Feuerzeig instead tells Johnston’s tale through interviews with family and friends, as well as a gold mine of archival material the director initially didn’t even realize existed. "I knew the story I was going to tell, but I didn’t know that Daniel had basically recorded his entire life," Feuerzeig says. "When we got to the house [in West Virginia where Johnston lives with his parents], his family showed us boxes full of slides, audiocassettes, even Super 8 movies that Daniel had directed and starred in. It was a great discovery. When Daniel’s manic depression hits, he’s telling you as it’s happening. You’re right there with him for almost every big moment in his life."

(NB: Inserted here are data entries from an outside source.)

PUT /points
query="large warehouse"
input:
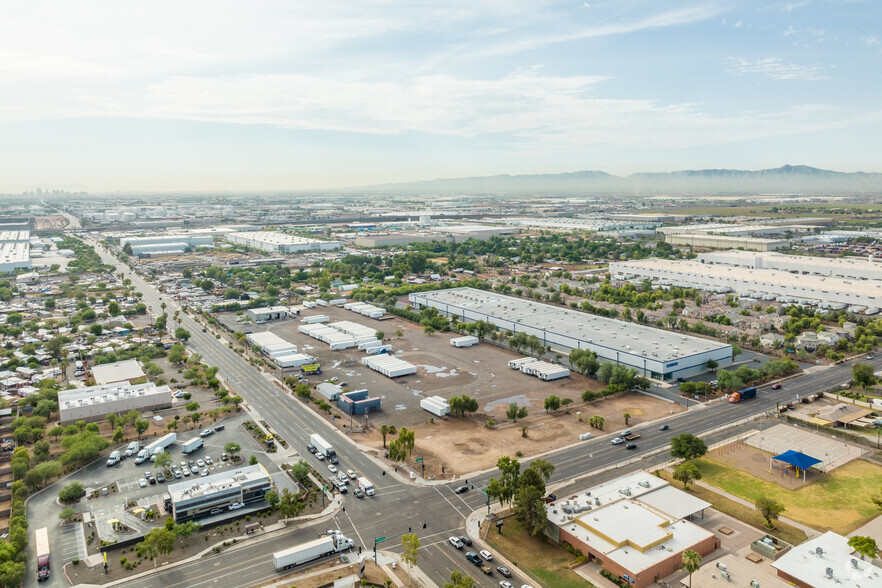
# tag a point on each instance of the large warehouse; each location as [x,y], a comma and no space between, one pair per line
[655,353]
[856,268]
[753,282]
[278,242]
[636,527]
[96,402]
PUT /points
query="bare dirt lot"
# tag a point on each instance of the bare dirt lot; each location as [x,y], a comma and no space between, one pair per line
[464,445]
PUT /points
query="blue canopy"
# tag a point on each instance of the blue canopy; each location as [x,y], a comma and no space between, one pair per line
[795,458]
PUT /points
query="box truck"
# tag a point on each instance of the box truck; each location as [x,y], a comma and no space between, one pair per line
[41,544]
[311,550]
[323,447]
[192,445]
[366,486]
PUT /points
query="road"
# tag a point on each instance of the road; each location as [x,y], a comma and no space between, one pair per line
[396,505]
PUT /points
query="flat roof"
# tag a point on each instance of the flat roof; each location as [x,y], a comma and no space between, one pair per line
[809,562]
[119,371]
[219,482]
[592,329]
[756,279]
[275,238]
[108,393]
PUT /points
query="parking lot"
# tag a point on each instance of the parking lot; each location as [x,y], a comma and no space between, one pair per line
[444,370]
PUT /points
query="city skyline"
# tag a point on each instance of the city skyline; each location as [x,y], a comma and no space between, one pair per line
[279,97]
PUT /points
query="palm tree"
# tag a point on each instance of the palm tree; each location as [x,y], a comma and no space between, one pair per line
[691,562]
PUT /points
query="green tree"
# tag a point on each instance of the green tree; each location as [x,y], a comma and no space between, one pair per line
[411,544]
[865,546]
[71,493]
[769,509]
[687,446]
[687,472]
[691,562]
[233,448]
[862,374]
[159,541]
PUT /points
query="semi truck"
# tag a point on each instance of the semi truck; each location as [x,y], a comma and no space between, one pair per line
[743,394]
[192,445]
[161,444]
[311,550]
[366,486]
[41,542]
[323,447]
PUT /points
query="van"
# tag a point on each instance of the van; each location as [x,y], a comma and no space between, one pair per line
[133,449]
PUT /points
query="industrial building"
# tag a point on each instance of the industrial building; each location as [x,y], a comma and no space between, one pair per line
[726,241]
[827,560]
[96,402]
[120,371]
[211,495]
[282,243]
[456,233]
[858,295]
[636,527]
[167,243]
[654,353]
[853,268]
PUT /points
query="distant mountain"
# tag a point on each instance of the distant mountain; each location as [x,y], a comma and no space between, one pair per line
[789,179]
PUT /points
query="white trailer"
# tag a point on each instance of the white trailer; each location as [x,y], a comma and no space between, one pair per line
[516,364]
[435,405]
[192,445]
[311,550]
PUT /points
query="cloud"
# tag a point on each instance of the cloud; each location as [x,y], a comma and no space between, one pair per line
[775,68]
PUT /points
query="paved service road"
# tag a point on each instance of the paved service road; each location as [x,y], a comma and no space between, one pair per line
[398,505]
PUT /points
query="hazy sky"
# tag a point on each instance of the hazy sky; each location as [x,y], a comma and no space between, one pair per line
[291,95]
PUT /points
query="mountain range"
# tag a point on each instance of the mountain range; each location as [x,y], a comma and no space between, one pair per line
[785,180]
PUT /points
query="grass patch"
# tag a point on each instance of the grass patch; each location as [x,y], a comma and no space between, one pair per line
[544,559]
[838,501]
[743,513]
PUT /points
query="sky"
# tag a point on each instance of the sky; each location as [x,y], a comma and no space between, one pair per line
[294,95]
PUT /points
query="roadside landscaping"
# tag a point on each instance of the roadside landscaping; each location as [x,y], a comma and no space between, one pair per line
[545,560]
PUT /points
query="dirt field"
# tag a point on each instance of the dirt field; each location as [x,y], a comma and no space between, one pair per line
[464,445]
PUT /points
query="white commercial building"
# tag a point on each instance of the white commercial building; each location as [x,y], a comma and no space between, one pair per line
[827,561]
[278,242]
[786,287]
[96,402]
[178,242]
[652,352]
[857,268]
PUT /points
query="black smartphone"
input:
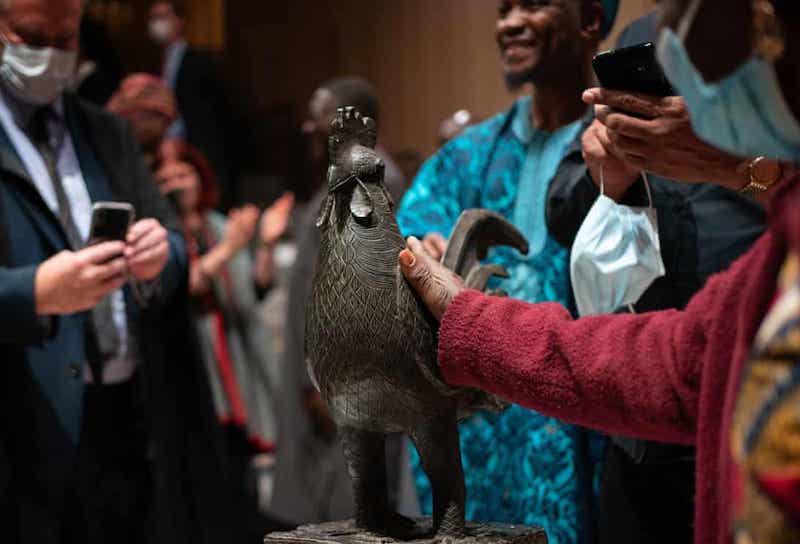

Feuerzeig’s inspiration for the movie came from a similar source: a homemade radio program Johnston concocted for New Jersey station WFMU in 1990, which Feuerzeig heard as it was broadcast. "Daniel interviewed himself, acted out skits, improvised songs," Feuerzeig recalls. "He was hilarious, frightening, and tragic. I was riveted. I thought, I want to make a movie as good as this show."

It would be a decade before Feuerzeig pursued that goal; in the meantime, he directed commercials and an adoring 1993 documentary about Maryland-bred group Half Japanese called The Band That Would Be King. In 2000, Feuerzeig and producer Henry Rosenthal saw Johnston play at the Knitting Factory in New York, and his plans were rekindled. "I’d never seen him live before, and he had the audience eating out of his hand," Feuerzeig says. "It was unbelievable. I said to Henry, ‘Daniel Johnston has a third act in his life. His story isn’t over.’ No one thought he would live to have his art collected and sold all around the world, but it happened."

Financing the effort themselves, Feuerzeig and Rosenthal visited Johnston’s family early on, and the participation of his parents, Bill and Mabel, became key. "They were incredibly open," Feuerzeig says. "They had one stipulation--that I tell the entire truth, good and bad. The drugs, the accidents, leave everything in. They wanted to help other families dealing with the same things." Rapport was established quickly, as the parents revisited their most harrowing moments with Daniel. "When Bill Johnston tells the plane crash story [caused by a manic Daniel episode], it’s during our first interview, and I didn’t even ask him about it," Feuerzeig says. "I had just met the guy, and he breaks down and starts crying."

Such openness is somewhat surprising given the Johnstons’ religious leanings. "They’re fundamentalist right-wing Christians," Feuerzeig says. "For me, the devil in the title is a metaphor for Daniel’s mental illness, but for them the devil is absolutely real. That’s fascinating to me." Critic Roger Ebert has misguidedly suggested that the movie blames the parents’ fundamentalism for Johnston’s mental illness, but Feuerzeig actually reveals Bill and Mabel as his story’s true heroes, struggling mightily to support their son and providing a bittersweet epilogue. "They’re great, very talented and creative," Feuerzeig says. "The whole family is that way. Daniel’s sister Margie is a great artist, and his sister Sally is a great musician. They’re really cool people."

Such admiration made Feuerzeig understandably nervous when the Johnstons first saw the movie at 2005’s Sundance Film Festival, where Feuerzeig won the documentary directing award and sold the movie to Sony Pictures Classics. "I was terrified," he recounts. "They were reliving their whole life on this giant screen. I had worked four years on this thing and really wanted them to love it, and luckily they did. Daniel told me he loved the colors, and he thought that it was really funny." Johnston offered just one suggestion, something Feuerzeig can perhaps include in the DVD release: "He thinks it should have a laugh track."